William Lincoln Christie (born December 19, 1944) is an American-born French conductor and harpsichordist. He is a specialist in baroque and classical repertoire and is the founder of the ensemble Les Arts Florissants.

== Early life and education ==

Christie was born December 19, 1944, in Buffalo, New York.

He studied art history at Harvard University, where he was briefly assistant conductor of the Harvard Glee Club. From 1966, he began studies at Yale University in music, where he was a student of harpsichordist Ralph Kirkpatrick. He was opposed to the Vietnam War, and served in a reserve officers course to avoid the draft.

== Career ==
He subsequently taught at Dartmouth College. When his Dartmouth post was not renewed, Christie moved first to the United Kingdom (1970), and in 1971 to France. He was one of a number of young men who left the United States at this time because of disagreement with the Vietnam War, and in order to avoid the draft. In France, he became known for his interpretations of Baroque music, particularly French Baroque music, working with René Jacobs and others. He also performed contemporary music alongside baroque music with the Ensemble Five Centuries.

As of December 2024, Christie was still actively conducting, in a production with Les Arts Florissants of Rameau's Les Fêtes d'Hébé at the Opéra-Comique in Paris.

Christie took French citizenship in 1995. He was appointed Grand Croix de la Légion d'honneur in 2014 and he is an Officier in the Ordre des Arts et des Lettres. He was elected a member of the French Académie des Beaux-Arts on November 12, 2008, in the "Unattached members" section (Membres libres), at the seat formerly held by Marcel Marceau, Seat #1. The elaborate gardens Christie designed for his house in Thiré were designated as a monument historique in 2006. He has also received the Georges Pompidou Prize (2005) as well as the Liliane Bettencourt Choral Singing Prize, which was awarded by the Académie des Beaux-Arts in 2004. In 2002, he was awarded the Harvard Arts Medal.
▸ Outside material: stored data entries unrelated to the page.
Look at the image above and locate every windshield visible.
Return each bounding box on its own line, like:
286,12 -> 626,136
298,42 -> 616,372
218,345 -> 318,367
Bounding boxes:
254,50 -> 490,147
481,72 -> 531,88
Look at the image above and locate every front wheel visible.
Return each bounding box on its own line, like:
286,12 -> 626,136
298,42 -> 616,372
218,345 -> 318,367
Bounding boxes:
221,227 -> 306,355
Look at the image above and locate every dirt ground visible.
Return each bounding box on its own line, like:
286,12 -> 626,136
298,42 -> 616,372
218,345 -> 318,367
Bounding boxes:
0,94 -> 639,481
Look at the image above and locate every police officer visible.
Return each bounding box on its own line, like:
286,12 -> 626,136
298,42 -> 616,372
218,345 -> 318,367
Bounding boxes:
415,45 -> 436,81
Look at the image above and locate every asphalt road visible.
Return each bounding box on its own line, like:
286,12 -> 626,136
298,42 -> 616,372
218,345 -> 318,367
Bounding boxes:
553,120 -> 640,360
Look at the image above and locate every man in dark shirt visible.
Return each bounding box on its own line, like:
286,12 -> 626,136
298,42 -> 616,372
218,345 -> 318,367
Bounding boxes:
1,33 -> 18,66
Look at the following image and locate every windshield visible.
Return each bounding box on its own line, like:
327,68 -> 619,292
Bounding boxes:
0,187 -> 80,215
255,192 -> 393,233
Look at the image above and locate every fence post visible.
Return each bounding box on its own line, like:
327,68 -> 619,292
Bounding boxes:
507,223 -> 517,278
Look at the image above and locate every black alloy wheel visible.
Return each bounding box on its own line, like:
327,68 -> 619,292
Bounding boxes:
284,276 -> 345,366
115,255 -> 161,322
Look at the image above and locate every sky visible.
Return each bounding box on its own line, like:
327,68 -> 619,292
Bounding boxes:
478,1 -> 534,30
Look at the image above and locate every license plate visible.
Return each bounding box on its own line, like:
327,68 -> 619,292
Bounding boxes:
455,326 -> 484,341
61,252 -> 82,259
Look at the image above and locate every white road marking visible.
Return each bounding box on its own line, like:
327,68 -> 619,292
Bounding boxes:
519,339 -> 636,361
== Les Arts Florissants ==

Lea Desandre performs Henry Purcell's Dido and Aeneas with Les Arts Florissants and Christie in 2020

In 1979, Christie founded Les Arts Florissants, named after the opera of the same name by Marc-Antoine Charpentier, which was to be its first fully staged production. Major recognition came in 1987 with the production of Lully's Atys at the Opéra-Comique in Paris. Christie has also presented and recorded many unknown works by Marc-Antoine Charpentier (most of them were world premieres), Médée H.491, David and Jonathas H.490, Le Malade imaginaire H.495, La Descente d'Orphée aux enfers H.488, Les Plaisirs de Versailles H.480, Actéon H.481, many works composed for Christmas time, but also André Campra, Henry Desmarest, Michel-Richard Delalande, François Couperin, Jean-Joseph de Mondonville, Claudio Monteverdi and Jean-Philippe Rameau.

== Teaching ==

Christie was a professor at the Paris Conservatoire from 1982 to 1995, and maintains an active role in pedagogy by participating in master classes and academies. In 2002, he founded Le Jardin des Voix, a biennial academy for young singers in Caen. Since 2007, he has had an affiliation with the Juilliard School, providing master classes in historical performance practice.

== Repertoire ==
Christie has widened his group's core French repertoire, performing Marc-Antoine Charpentier, Henry Purcell, George Frideric Handel, and Wolfgang Amadeus Mozart. He has been guest conductor at the Glyndebourne Festival, and productions for Zurich Opera, Festival d'Aix and the Opéra de Lyon. He has also conducted period-instrument performances with more modern ensembles such as the Berlin Philharmonic. In 2016, he conducted Les Arts Florissants in Bach's B Minor Mass at the Royal Albert Hall Proms.